The cradle for the independent rear suspension was stripped and powder-coated, and new springs and dampers used. The brakes were uprated via the use of four-pot front calipers – a sensible upgrade for modern use given the E-type’s performance – and braided steel brake hoses were used throughout. The only other modifications are electronic ignition and a Bluetooth amplifier that is hidden away so that the interior retains its original appearance.
For many enthusiasts, the Series 1 FHC is the best-looking of all E-types, and this example – now proudly offered for sale by the Classic Motor Hub – presents beautifully as a result of its painstaking restoration.
Launched at the 1961 Geneva Motor Show, the Jaguar E-type owed much to the famous Le Mans-winning D-type of the 1950s. Both cars were designed by aerodynamicist Malcolm Sayer, who had previously worked at the Bristol Aeroplane Company. He devised a central monocoque structure – referred to as the ‘fuselage’ by some of Jaguar’s top brass during development – to which was added a front subframe for the engine.

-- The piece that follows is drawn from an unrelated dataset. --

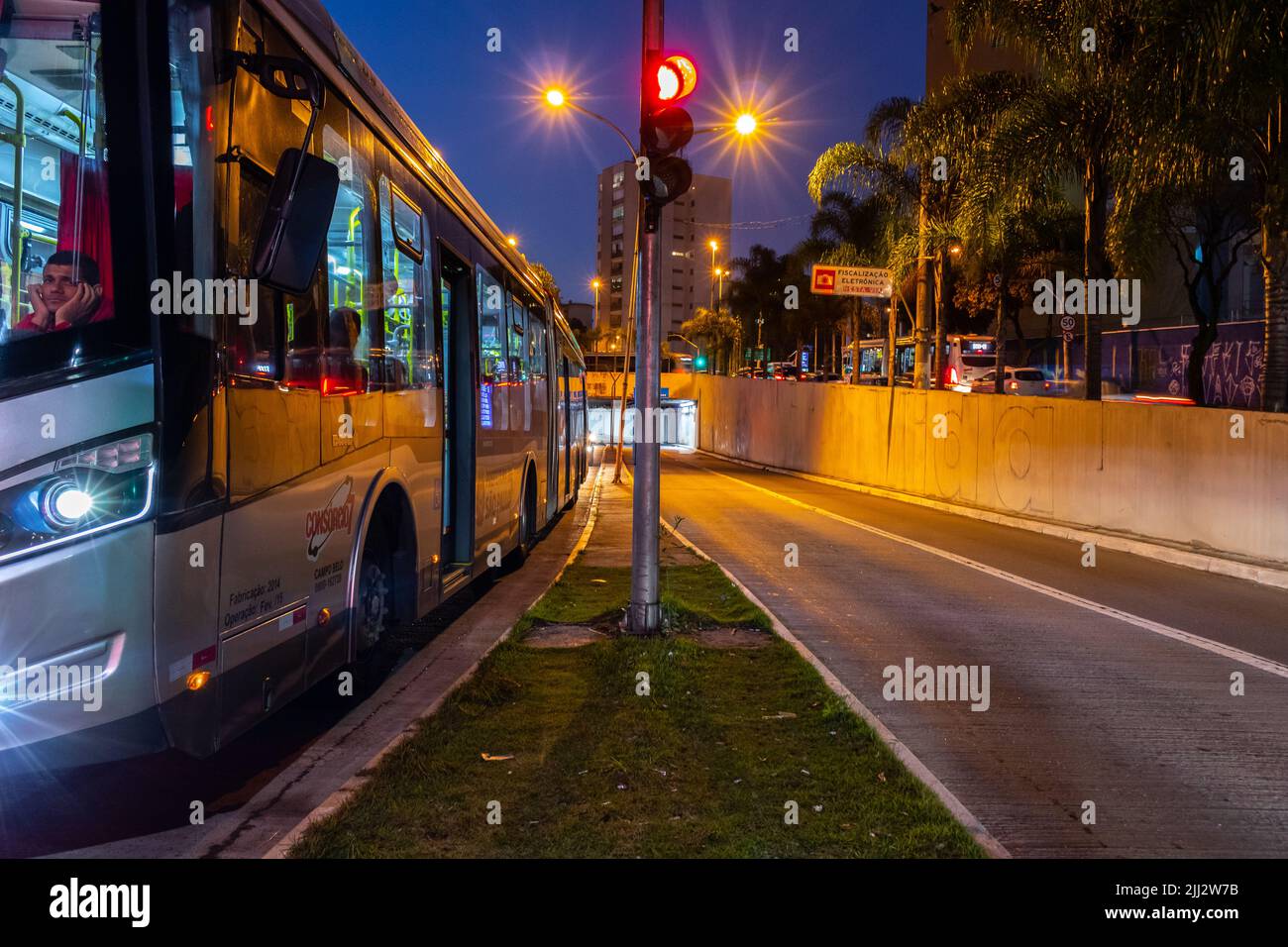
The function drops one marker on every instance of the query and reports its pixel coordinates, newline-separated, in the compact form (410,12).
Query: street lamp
(558,98)
(713,247)
(593,285)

But while the D-type had used a live rear axle, independent suspension was used all round on the E-type, which was introduced with the 3.8-litre, triple-carburettor, straight-six engine from the outgoing XK 150 S. Its performance was astonishing for a car that cost far less than the equivalent Aston Martin or Ferrari. A pre-production FHC was lent to The Autocar for its road-test, and the magazine famously achieved a two-way average of just over 150mph.
Put that sort of performance with the E-type’s styling and it was clear that Jaguar was on to a winner. Bill Boddy wrote in Motor Sport that: ‘The E-type is a staggering motor car on all counts; safety, acceleration, speed, equipment, appearance – all are there, for a basic price of only £1,480.’

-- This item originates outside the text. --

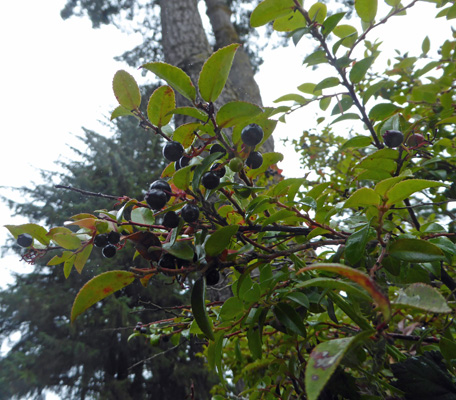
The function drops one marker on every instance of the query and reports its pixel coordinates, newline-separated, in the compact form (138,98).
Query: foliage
(342,286)
(93,358)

Production of the roadster and FHC slowly ramped up through 1961, with early cars also scoring some notable competition success. In 1962, the ‘flat floors’ were replaced in order to provide more room in the foot well, and in late 1964 the engine was enlarged to 4.2 litres. At the same time, a Jaguar gearbox with synchromesh on all four speeds replaced the previous Moss gearbox.
In 1966, a 2+2 model was added to the range, and the Series 1 lived on until 1968, when it morphed into the facelifted Series 2. A more fundamental change came in 1971 with the addition of a V12 engine for the Series III, and the E-type lived on until 1975, when it was replaced by the XJ-S.